Reversing diet-induced metabolic dysregulation by diet switching leads to altered hepatic de novo lipogenesis and glycerolipid synthesis

Abstract

In humans, low-energy diets rapidly reduce hepatic fat and improve/normalise glycemic control. Due to difficulties in obtaining human liver, little is known about changes to the lipid species and pathway fluxes that occur under these conditions. Using a combination of stable isotope, and targeted metabolomic approaches we investigated the acute (7-9 days) hepatic effects of switching high-fat high-sucrose diet (HFD) fed obese mice back to a chow diet.

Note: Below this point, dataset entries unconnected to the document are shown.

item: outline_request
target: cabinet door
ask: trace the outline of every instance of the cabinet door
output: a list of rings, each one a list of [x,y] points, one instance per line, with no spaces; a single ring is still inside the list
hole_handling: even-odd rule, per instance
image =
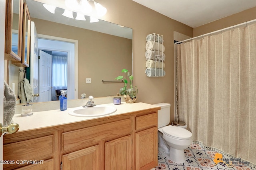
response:
[[[132,144],[131,135],[106,142],[105,169],[132,169]]]
[[[148,170],[157,166],[157,127],[135,133],[136,170]]]
[[[20,61],[23,0],[7,0],[6,9],[4,59]]]
[[[20,67],[29,66],[30,49],[30,24],[31,20],[28,6],[24,3],[22,22],[21,61],[12,61],[12,63]]]
[[[98,170],[100,166],[99,145],[62,156],[63,170]]]

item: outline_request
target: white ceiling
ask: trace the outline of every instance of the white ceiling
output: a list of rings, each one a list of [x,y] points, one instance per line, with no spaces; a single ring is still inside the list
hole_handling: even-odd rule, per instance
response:
[[[31,18],[84,28],[129,39],[132,39],[132,29],[130,28],[101,20],[99,20],[99,22],[91,23],[90,22],[90,17],[86,16],[85,16],[86,21],[79,21],[62,16],[64,9],[66,8],[64,0],[26,0],[26,2]],[[43,3],[57,7],[55,9],[55,13],[53,14],[47,11],[43,6]],[[17,11],[18,11],[18,10]],[[76,16],[76,12],[73,12],[73,16],[75,18]]]
[[[256,6],[256,0],[132,0],[193,28]]]

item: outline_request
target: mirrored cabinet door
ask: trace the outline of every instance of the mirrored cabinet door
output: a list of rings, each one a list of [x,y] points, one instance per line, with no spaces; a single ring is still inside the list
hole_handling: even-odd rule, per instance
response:
[[[23,13],[23,0],[6,0],[5,60],[21,60]]]
[[[25,67],[29,67],[31,22],[30,16],[28,6],[26,3],[24,2],[22,22],[21,61],[12,61],[12,63],[17,66]]]

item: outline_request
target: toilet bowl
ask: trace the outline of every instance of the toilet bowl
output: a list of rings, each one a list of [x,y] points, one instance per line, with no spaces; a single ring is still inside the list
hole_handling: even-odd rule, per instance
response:
[[[176,163],[183,162],[185,160],[184,149],[192,143],[192,133],[178,126],[166,126],[170,123],[170,104],[155,105],[161,107],[158,111],[158,152]]]
[[[160,143],[166,145],[159,145],[158,150],[173,162],[177,163],[184,162],[184,149],[192,143],[191,133],[181,127],[169,125],[158,129],[158,133],[160,137],[158,137],[159,141],[163,141]]]

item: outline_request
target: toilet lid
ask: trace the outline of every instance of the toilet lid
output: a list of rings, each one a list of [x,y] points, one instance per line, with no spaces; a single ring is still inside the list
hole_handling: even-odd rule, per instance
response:
[[[181,139],[187,139],[191,137],[192,133],[187,129],[171,125],[164,127],[163,133],[167,136]]]

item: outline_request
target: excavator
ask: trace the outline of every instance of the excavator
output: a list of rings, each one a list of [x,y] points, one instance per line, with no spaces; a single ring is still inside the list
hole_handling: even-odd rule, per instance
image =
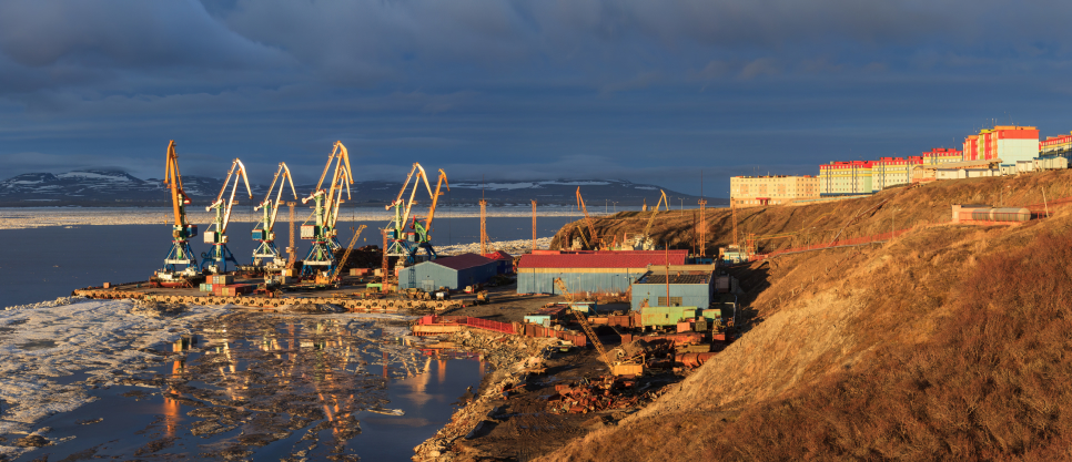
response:
[[[588,240],[587,244],[593,250],[599,250],[603,244],[603,239],[596,235],[596,227],[593,225],[591,217],[588,215],[588,207],[585,205],[584,197],[580,197],[580,186],[577,186],[577,209],[585,213],[585,224],[588,225]],[[584,237],[584,233],[580,234]]]
[[[564,283],[562,278],[555,278],[555,286],[563,292],[563,296],[567,301],[572,301],[574,299],[574,296],[569,292],[569,289],[566,288],[566,283]],[[591,345],[596,347],[596,352],[599,353],[599,360],[607,365],[607,369],[613,376],[635,376],[644,371],[643,356],[619,361],[611,361],[610,356],[607,355],[607,349],[603,346],[603,342],[599,341],[599,337],[596,336],[596,331],[591,328],[591,324],[588,322],[588,318],[586,318],[585,315],[579,310],[570,308],[569,311],[572,311],[574,317],[577,318],[577,324],[580,325],[580,328],[584,329],[585,335],[587,335],[591,340]],[[617,329],[615,329],[615,331],[617,331]],[[621,353],[624,353],[624,351],[621,351]]]
[[[168,143],[164,185],[171,191],[171,206],[175,222],[171,228],[171,250],[164,257],[164,267],[158,270],[150,281],[163,287],[192,285],[202,277],[198,271],[198,257],[190,248],[190,239],[198,236],[198,225],[186,222],[190,196],[182,189],[182,174],[179,173],[179,155],[175,154],[174,140]],[[185,265],[185,267],[179,269],[176,265]]]
[[[655,239],[651,238],[651,225],[655,224],[655,216],[659,214],[659,206],[661,205],[667,212],[670,212],[670,203],[666,199],[666,192],[659,189],[663,195],[659,197],[659,202],[655,204],[655,208],[651,209],[651,216],[648,218],[648,224],[644,227],[644,233],[637,236],[634,240],[634,250],[654,250]]]
[[[409,187],[409,182],[413,181],[413,189],[409,192],[409,201],[405,201],[406,189]],[[422,224],[419,217],[413,215],[413,206],[416,204],[414,201],[417,195],[417,189],[421,187],[421,183],[424,182],[424,187],[428,192],[428,197],[432,199],[432,205],[428,207],[428,217]],[[391,209],[394,207],[395,217],[387,224],[385,230],[387,232],[388,248],[387,255],[405,257],[406,265],[413,265],[416,263],[417,250],[424,249],[428,259],[435,259],[436,253],[435,247],[432,246],[432,220],[435,219],[435,209],[439,203],[439,196],[444,193],[442,191],[443,186],[446,185],[447,191],[451,191],[451,184],[447,182],[446,173],[439,170],[438,182],[435,186],[435,192],[432,192],[432,185],[428,184],[428,175],[425,173],[424,167],[418,163],[413,164],[413,168],[409,170],[409,175],[406,176],[406,181],[402,184],[402,188],[398,191],[398,196],[395,201],[385,206],[385,209]],[[406,232],[406,224],[409,224],[409,229],[413,233]]]
[[[231,197],[224,201],[223,193],[227,192],[232,176],[234,177],[234,185],[231,187]],[[216,216],[204,232],[204,243],[212,244],[212,249],[208,254],[201,254],[202,271],[208,269],[209,273],[213,274],[226,273],[227,261],[239,266],[239,261],[234,259],[234,255],[227,248],[227,224],[231,223],[231,211],[234,207],[234,193],[239,191],[239,179],[245,182],[245,191],[252,199],[253,189],[250,188],[250,178],[245,175],[245,165],[242,165],[242,161],[235,158],[231,162],[231,170],[227,171],[227,177],[223,181],[223,187],[220,188],[216,199],[204,208],[205,212],[215,209]],[[213,227],[215,227],[215,230],[211,230]]]
[[[334,163],[335,170],[327,189],[323,188],[324,178],[327,171]],[[302,204],[313,201],[313,215],[315,224],[302,224],[302,239],[312,239],[309,255],[305,256],[302,266],[302,278],[314,276],[317,268],[323,270],[323,276],[331,275],[335,270],[335,251],[342,248],[338,244],[338,232],[335,223],[338,220],[338,207],[343,201],[343,189],[346,189],[346,199],[350,199],[350,185],[354,183],[353,173],[350,170],[350,153],[343,142],[336,141],[332,147],[332,153],[324,165],[324,172],[316,182],[316,187],[309,197],[302,198]]]
[[[280,178],[283,181],[280,181]],[[275,193],[275,199],[272,199],[272,192],[275,191],[275,183],[279,182],[280,188]],[[275,218],[280,213],[280,205],[283,205],[283,189],[285,189],[286,184],[291,185],[291,194],[294,195],[294,199],[297,201],[297,191],[294,189],[294,179],[291,177],[291,170],[287,168],[286,163],[280,162],[279,170],[275,171],[275,177],[272,178],[272,185],[269,186],[267,194],[264,196],[264,201],[261,202],[253,211],[264,209],[264,216],[261,218],[261,223],[253,226],[253,240],[261,243],[253,250],[253,265],[282,268],[286,264],[286,260],[280,255],[279,248],[275,247]]]

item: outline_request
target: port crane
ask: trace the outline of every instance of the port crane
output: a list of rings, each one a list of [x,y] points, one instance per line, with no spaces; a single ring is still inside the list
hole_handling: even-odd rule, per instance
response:
[[[585,205],[584,197],[580,197],[580,186],[577,186],[577,209],[585,213],[585,224],[588,225],[588,243],[591,245],[591,249],[598,250],[603,240],[596,235],[596,227],[593,225],[591,216],[588,215],[588,207]],[[581,233],[581,237],[584,237],[584,233]]]
[[[409,188],[409,182],[413,182],[413,188],[409,189],[409,201],[405,201],[404,196],[406,189]],[[411,222],[411,214],[413,213],[413,206],[416,204],[417,189],[421,188],[421,183],[424,183],[425,189],[428,192],[428,198],[432,199],[432,207],[428,211],[428,219],[422,225],[416,216],[413,216]],[[439,186],[446,183],[446,174],[439,171],[439,184],[436,185],[436,192],[432,192],[432,185],[428,184],[428,175],[425,173],[424,167],[418,163],[414,163],[413,167],[409,168],[409,175],[406,176],[406,181],[402,183],[402,188],[398,189],[398,196],[395,197],[394,202],[384,206],[384,209],[390,211],[392,207],[395,209],[395,217],[387,224],[384,230],[387,233],[387,249],[388,256],[394,257],[405,257],[406,265],[412,265],[416,261],[417,250],[424,249],[428,255],[428,259],[435,259],[435,249],[432,247],[432,243],[428,237],[428,232],[431,230],[432,219],[435,217],[435,206],[438,202],[438,197],[442,194],[439,192]],[[451,186],[447,185],[447,189]],[[413,233],[406,232],[406,224],[409,224],[409,228]]]
[[[324,189],[324,178],[327,177],[327,171],[332,170],[333,163],[335,170],[332,172],[330,186]],[[312,276],[317,270],[316,268],[322,268],[326,275],[331,275],[335,270],[335,251],[342,248],[342,245],[338,244],[338,232],[335,229],[335,223],[338,220],[338,207],[344,202],[343,189],[346,191],[346,199],[348,201],[351,197],[350,185],[353,183],[354,176],[350,170],[350,153],[343,142],[336,141],[331,155],[327,157],[327,164],[324,165],[324,172],[321,173],[320,181],[316,182],[316,187],[309,197],[302,198],[302,204],[313,201],[313,215],[315,217],[315,224],[302,224],[302,239],[313,242],[302,266],[303,278]]]
[[[280,181],[282,178],[282,181]],[[280,185],[279,192],[275,193],[275,199],[272,199],[272,192],[275,191],[276,182]],[[280,256],[279,248],[275,247],[275,218],[279,216],[280,206],[283,205],[283,189],[286,185],[291,185],[291,194],[294,195],[294,199],[297,199],[297,191],[294,189],[294,179],[291,177],[291,170],[286,166],[285,162],[280,162],[279,168],[275,171],[275,177],[272,178],[272,185],[269,186],[267,194],[253,211],[264,209],[264,215],[261,218],[261,223],[253,226],[253,240],[257,240],[261,244],[253,250],[253,264],[265,264],[265,266],[272,266],[276,268],[283,267],[286,261]],[[266,260],[266,261],[265,261]]]
[[[171,228],[171,250],[164,257],[163,269],[156,271],[152,281],[164,286],[185,285],[189,279],[200,274],[198,257],[190,248],[190,239],[198,236],[198,225],[186,222],[190,196],[182,188],[182,174],[179,173],[179,154],[175,153],[174,140],[168,143],[164,185],[171,192],[171,206],[175,220]],[[185,265],[185,267],[179,269],[178,265]]]
[[[651,238],[651,225],[655,224],[655,216],[659,214],[659,206],[661,205],[667,212],[670,212],[670,202],[666,198],[666,192],[659,189],[661,196],[659,196],[659,202],[655,204],[655,208],[651,209],[651,216],[648,217],[648,224],[644,226],[644,233],[641,233],[636,238],[636,245],[634,249],[636,250],[654,250],[655,239]]]
[[[227,192],[232,176],[234,177],[234,185],[231,187],[231,197],[224,201],[223,194]],[[245,175],[245,165],[242,165],[242,161],[235,158],[231,162],[231,170],[227,171],[227,177],[223,181],[223,186],[220,188],[216,199],[204,208],[205,212],[215,209],[216,216],[204,232],[204,243],[212,244],[212,249],[208,254],[201,254],[202,270],[208,269],[209,273],[215,274],[226,273],[227,261],[233,263],[235,267],[239,266],[239,261],[234,259],[234,255],[227,248],[227,224],[231,223],[231,211],[234,207],[234,194],[239,191],[239,179],[245,183],[245,191],[252,199],[253,189],[250,188],[250,178]],[[215,230],[212,230],[213,227],[215,227]]]
[[[343,273],[343,266],[346,266],[346,260],[350,258],[350,254],[354,251],[354,246],[357,245],[357,237],[361,236],[361,232],[365,230],[367,226],[361,225],[357,230],[354,232],[354,237],[350,238],[350,245],[346,246],[346,253],[343,254],[343,258],[338,260],[338,265],[335,266],[335,273],[328,278],[332,283],[338,280],[338,276]],[[353,228],[351,228],[353,229]]]

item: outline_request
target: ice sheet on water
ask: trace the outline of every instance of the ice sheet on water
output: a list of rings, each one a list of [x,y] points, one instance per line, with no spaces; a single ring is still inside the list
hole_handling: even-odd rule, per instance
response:
[[[87,386],[114,384],[114,371],[154,365],[155,357],[140,349],[174,341],[195,322],[226,311],[191,306],[175,317],[152,317],[134,314],[131,300],[71,301],[0,311],[0,434],[30,432],[41,419],[90,402]],[[89,378],[67,384],[54,380],[77,371]],[[0,446],[0,454],[12,451],[21,449]]]

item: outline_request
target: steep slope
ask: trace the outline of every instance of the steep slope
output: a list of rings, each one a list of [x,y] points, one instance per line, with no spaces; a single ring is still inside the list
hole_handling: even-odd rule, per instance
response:
[[[1066,196],[1068,175],[974,187],[1041,203],[1040,183]],[[888,204],[933,224],[943,203],[982,202],[955,183]],[[807,215],[880,201],[760,214],[816,223]],[[920,223],[892,243],[740,269],[752,316],[740,340],[651,407],[546,459],[1068,459],[1072,207],[1051,212],[1011,227]],[[860,228],[888,226],[876,215]]]
[[[749,233],[758,236],[793,233],[787,238],[760,240],[762,251],[827,243],[838,233],[843,239],[886,233],[892,228],[944,223],[949,220],[952,204],[1021,206],[1069,196],[1072,196],[1072,170],[1015,177],[937,182],[922,187],[890,188],[867,198],[791,207],[740,208],[737,211],[737,228],[741,244]],[[615,238],[621,242],[624,234],[634,235],[644,230],[650,217],[651,212],[623,212],[597,219],[595,227],[605,242]],[[708,255],[732,242],[731,217],[731,211],[725,207],[707,209]],[[858,219],[853,222],[853,218]],[[694,223],[698,222],[698,209],[659,212],[651,234],[658,243],[669,243],[671,248],[690,248],[698,235]],[[564,226],[552,242],[552,248],[568,243],[567,235],[576,236],[577,229],[583,227],[580,220]]]

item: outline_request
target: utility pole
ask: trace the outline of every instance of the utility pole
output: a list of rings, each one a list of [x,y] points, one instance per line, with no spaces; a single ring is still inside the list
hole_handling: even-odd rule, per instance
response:
[[[487,255],[487,201],[481,199],[481,255]]]
[[[294,245],[294,206],[297,205],[296,202],[289,202],[286,206],[291,209],[291,246],[286,248],[286,253],[291,255],[289,258],[287,266],[294,267],[297,263],[297,247]]]
[[[707,256],[707,199],[704,198],[704,171],[700,171],[700,256]]]
[[[533,199],[533,253],[536,253],[536,199]]]

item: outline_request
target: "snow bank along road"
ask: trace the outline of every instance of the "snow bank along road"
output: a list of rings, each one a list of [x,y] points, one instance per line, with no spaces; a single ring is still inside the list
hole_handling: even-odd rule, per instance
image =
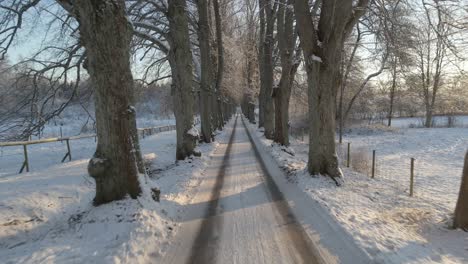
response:
[[[161,263],[337,262],[319,252],[238,123],[213,155]]]

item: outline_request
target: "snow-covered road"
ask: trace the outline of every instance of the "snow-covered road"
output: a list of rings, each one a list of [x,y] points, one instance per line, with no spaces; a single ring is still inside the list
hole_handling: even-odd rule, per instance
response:
[[[213,156],[162,263],[320,263],[239,123]]]

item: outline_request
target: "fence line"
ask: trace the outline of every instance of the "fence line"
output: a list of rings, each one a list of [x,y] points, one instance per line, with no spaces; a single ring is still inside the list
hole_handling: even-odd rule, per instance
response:
[[[145,137],[153,135],[153,134],[175,130],[175,128],[176,128],[175,125],[139,128],[138,129],[138,136],[142,137],[142,138],[145,138]],[[28,148],[27,148],[28,145],[46,144],[46,143],[52,143],[52,142],[63,142],[63,141],[65,141],[66,146],[67,146],[67,153],[65,153],[65,156],[62,158],[62,163],[63,163],[63,162],[65,162],[65,160],[67,158],[68,158],[69,161],[71,161],[71,159],[72,159],[70,140],[80,140],[80,139],[93,138],[93,137],[96,139],[96,134],[78,135],[78,136],[70,136],[70,137],[54,137],[54,138],[29,140],[29,141],[0,142],[0,147],[23,146],[24,161],[23,161],[23,163],[21,165],[21,168],[19,170],[19,173],[22,173],[25,169],[26,169],[27,172],[29,172],[29,158],[28,158]]]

Upon the switch, energy intake was reduced, resulting in reductions of fat mass and hepatic triacyl- and diacylglycerol. However, these parameters were still elevated compared to chow fed mice, thus representing an intermediate phenotype. Nonetheless, glucose intolerance and hyperinsulinemia were completely normalized. The diet reversal resulted in marked reductions in hepatic de novo lipogenesis when compared to the chow and HFD groups. Compared with HFD, glycerolipid synthesis was reduced in the reversal animals, however it remained elevated above that of chow controls, indicating that despite experiencing a net loss in lipid stores, the liver was still actively esterifying available fatty acids at rates higher than that in chow control mice. This effect likely promotes the re-esterification of excess free fatty acids released from the breakdown of adipose depots during the weight loss period.

Figure 1. Effects of diet on energy intake and body mass.

Energy intake (A), body mass (B), epididymal (C) and subcutaneous fat pad mass (D), plasma leptin levels (E) and quadriceps muscle mass (F). Data are mean ± SEM. N = 20 per group. *HFD vs. CHOW, P < 0.05; ^†HFD → CHOW vs. CHOW, P < 0.05; ^‡HFD → CHOW significantly different to day 56, P < 0.05; ^§HFD vs. HFD → CHOW, P < 0.05.

Figure 2. Effects of diet on glucose tolerance.

Blood glucose (A), plasma insulin (B) and FFAs (C) during the OGTT performed 14 days prior to diet switch. Blood glucose (D), plasma insulin (E) and FFAs (F) during the stable isotope labelled OGTT performed 7 days after diet switch. Data are mean ± SEM. N = 20 per group. *HFD vs. CHOW, P < 0.05; **HFD vs. CHOW, P < 0.01; ***HFD vs. CHOW, P < 0.001; ^†HFD → CHOW vs. CHOW, P < 0.05; ^††HFD → CHOW vs. CHOW, P < 0.01; ^†††HFD → CHOW vs. CHOW, P < 0.001; ^‡HFD vs. HFD → CHOW, P < 0.05; ^‡‡HFD vs. HFD → CHOW, P < 0.01.

Figure 3. Effects of diet on endogenous glucose, glucose disposal and sources of EGP.

Endogenous glucose levels (A), the pattern of endogenous glucose production (B), disposal of 2-²H glucose (C,D) and 6,6-²H glucose (E,F) and hepatic futile glucose cycling (G) during the stable isotope labelled OGTT. The fractional contribution of GNG (H), and glycogenolysis (I) to EGP and liver glycogen (J) following a 5 h fast. Data are mean ± SEM. N = 20 per group. *HFD vs. CHOW, P < 0.05; ^†HFD → CHOW vs. CHOW, P < 0.05.

Figure 4. Metabolomic profiling of liver.

Glycolytic (A) and TCA cycle (B) metabolites. Data are mean ± SEM. N = 10 per group *P < 0.05; ^†P < 0.01; ^‡P < 0.001 for specified comparisons.

Figure 5. Effects of diet on hepatic lipid metabolism.

Liver TAG (A), DAG (B) and ceramide (C) levels as well as the newly synthesized glycerolipid (D), total palmitate concentration (E) and de novo synthesized palmitate (F). Data are mean ± SEM. Figure A. N = 20, Figs B-F N = 10/group. *P < 0.05; ^†P < 0.01; ^‡P < 0.001 for specified comparisons. TAG, triacylglycerol; DAG, diacylglycerol; Cer, ceramide.